そのとき覚えた文章に、こんなのがありました。フランス語の変換は面倒なので画像でどうぞ。稚拙な書き込みは無視してください。
意味はだいたいこんな感じです↓↓
空は澄み、月かげさやかに、僕はいま船乗りの歌に耳を傾けている。錨を上げて、波をかきわけ、彼らは船出するらしい。雲もなく、風もない。川面は月明かりのもとでは白く、陰のもとでは黒い。蠟燭をめぐって蛾が戯れ、夜の香りが開け放った窓から流れ来る。君はもう眠ってる?それとも窓辺にいるの?君を想っている誰かのことを考えている?それとも夢を見てるのかな?君のその夢はどんな色ですか?

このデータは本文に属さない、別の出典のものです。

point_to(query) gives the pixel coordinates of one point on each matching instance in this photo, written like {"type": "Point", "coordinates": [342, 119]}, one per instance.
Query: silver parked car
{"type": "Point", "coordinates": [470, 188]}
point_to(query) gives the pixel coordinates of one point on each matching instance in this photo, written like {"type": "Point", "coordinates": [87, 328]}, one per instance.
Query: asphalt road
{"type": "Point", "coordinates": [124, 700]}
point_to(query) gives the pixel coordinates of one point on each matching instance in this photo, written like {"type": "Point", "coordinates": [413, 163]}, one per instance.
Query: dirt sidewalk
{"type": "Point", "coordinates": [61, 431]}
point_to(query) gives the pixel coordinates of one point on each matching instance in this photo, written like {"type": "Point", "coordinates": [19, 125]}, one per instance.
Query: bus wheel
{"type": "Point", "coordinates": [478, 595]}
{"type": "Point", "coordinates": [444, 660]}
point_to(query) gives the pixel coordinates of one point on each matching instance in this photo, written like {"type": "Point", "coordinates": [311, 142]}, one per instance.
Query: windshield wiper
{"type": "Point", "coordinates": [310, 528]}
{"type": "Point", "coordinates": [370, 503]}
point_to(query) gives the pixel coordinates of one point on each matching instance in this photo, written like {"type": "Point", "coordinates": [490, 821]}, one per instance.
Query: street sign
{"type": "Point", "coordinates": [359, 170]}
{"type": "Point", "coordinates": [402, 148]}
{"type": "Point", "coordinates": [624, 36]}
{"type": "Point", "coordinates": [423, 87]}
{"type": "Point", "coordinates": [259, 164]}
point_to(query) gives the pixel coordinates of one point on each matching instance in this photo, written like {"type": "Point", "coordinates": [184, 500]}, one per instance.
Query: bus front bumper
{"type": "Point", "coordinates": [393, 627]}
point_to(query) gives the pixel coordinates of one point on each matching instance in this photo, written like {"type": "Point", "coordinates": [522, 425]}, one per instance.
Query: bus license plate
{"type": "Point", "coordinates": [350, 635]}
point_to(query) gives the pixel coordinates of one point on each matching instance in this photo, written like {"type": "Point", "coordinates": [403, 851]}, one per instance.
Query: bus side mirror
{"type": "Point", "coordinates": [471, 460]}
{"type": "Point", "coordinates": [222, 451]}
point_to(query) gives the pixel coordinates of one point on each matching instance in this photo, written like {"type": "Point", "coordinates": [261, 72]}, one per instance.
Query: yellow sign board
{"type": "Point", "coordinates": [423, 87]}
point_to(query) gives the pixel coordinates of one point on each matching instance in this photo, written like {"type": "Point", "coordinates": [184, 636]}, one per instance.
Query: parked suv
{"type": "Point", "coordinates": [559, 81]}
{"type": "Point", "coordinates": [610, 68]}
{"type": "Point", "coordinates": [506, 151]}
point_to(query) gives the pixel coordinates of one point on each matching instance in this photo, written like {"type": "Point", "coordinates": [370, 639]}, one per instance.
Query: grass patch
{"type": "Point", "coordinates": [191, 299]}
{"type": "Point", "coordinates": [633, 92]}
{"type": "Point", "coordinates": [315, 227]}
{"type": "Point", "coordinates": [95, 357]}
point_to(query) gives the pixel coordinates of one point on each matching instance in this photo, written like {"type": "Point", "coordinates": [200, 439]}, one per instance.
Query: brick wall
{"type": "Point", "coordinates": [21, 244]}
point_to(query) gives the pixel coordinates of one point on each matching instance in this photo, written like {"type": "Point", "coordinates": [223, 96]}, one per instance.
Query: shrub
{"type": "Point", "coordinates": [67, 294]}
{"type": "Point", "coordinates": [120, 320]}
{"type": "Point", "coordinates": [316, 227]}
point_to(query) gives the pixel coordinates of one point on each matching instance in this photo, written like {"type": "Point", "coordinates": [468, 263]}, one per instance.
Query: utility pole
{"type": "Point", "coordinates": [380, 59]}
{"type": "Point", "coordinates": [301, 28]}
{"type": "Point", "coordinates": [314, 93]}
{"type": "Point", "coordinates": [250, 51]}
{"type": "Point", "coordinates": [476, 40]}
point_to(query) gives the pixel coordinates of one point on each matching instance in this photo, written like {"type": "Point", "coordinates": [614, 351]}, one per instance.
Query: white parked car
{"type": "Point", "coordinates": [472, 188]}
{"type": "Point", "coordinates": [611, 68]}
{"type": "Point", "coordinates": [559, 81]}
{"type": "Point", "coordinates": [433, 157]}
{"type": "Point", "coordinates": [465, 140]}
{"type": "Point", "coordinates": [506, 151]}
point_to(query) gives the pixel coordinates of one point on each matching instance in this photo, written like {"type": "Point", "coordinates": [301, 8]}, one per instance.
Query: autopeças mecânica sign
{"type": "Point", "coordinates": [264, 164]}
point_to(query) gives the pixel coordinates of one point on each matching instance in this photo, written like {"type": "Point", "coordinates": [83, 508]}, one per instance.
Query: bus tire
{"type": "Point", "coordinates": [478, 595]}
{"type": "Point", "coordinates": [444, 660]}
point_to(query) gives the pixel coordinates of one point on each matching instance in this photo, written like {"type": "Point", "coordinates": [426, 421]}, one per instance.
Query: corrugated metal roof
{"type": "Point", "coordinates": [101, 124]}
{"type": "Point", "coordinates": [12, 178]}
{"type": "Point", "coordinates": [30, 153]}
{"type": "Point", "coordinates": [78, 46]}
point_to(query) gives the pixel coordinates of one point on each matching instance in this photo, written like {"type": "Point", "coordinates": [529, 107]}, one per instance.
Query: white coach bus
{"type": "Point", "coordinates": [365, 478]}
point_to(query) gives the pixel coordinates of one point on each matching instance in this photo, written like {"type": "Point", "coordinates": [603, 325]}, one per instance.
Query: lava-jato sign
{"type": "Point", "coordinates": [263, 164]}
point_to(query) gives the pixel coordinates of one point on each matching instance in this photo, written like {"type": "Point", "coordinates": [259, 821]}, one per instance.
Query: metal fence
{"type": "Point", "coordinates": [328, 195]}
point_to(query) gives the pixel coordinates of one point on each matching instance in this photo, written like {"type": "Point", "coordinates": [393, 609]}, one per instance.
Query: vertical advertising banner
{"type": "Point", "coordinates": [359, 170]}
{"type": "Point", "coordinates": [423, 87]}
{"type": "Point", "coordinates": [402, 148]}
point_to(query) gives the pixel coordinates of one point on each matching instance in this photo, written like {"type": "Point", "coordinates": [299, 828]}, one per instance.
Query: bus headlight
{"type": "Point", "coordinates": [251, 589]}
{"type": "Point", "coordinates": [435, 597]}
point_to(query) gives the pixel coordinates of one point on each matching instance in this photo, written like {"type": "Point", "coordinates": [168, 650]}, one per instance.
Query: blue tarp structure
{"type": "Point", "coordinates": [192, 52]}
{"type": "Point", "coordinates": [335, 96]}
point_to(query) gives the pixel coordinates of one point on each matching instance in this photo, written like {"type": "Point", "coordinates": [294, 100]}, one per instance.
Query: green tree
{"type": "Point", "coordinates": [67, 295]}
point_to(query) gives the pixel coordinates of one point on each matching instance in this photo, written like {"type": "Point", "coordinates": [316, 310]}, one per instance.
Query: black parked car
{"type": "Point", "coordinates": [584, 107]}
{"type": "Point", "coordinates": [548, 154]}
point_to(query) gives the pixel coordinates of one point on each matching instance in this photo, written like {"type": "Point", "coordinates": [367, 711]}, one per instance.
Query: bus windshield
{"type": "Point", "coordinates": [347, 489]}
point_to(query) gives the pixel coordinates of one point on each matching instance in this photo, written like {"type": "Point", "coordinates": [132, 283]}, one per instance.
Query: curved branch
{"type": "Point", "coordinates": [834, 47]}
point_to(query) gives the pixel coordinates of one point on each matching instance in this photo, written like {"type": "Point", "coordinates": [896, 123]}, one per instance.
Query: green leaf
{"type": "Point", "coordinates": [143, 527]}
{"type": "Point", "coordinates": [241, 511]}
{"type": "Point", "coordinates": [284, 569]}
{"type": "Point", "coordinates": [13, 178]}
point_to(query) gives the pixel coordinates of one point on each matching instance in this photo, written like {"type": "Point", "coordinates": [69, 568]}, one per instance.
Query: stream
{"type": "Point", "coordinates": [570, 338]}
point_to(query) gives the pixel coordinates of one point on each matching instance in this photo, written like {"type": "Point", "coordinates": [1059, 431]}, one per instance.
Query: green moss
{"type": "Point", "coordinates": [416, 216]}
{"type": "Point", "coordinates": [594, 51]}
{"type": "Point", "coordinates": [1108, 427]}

フローベールが年上の愛人ルイーズ・コレに送った手紙の一節です。さすが文豪、こんな手紙を送られたら相手は嬉しいでしょうね、僕は女性じゃないからわかりませんが。でも当時、教室でみんなこれ絶対どこかで応用してやろうと考えたものでした。僕の同級生の一人がその年の夏休みにフランスに行って、さっそく向こうの女の子に「Quelle est la couleur…?」と実践したところ、お前は頭がおかしいのか的なことを言われて一笑に付されたとか(泣)。
このブログの読者のみなさんの中には、近ごろ頻繁に異性に手紙をしたためているかたも多いかと存じますが、恋文の一つの見本としてご参考までに紹介しておきます。ただし、この手のことを書いてしまったら投函する前にぜひ鏡の前でご自分で朗読されることをお勧めします。
僕ですか?僕はなるべく淡々と書くことにしています。夢の色など聞いたりはしませんよ。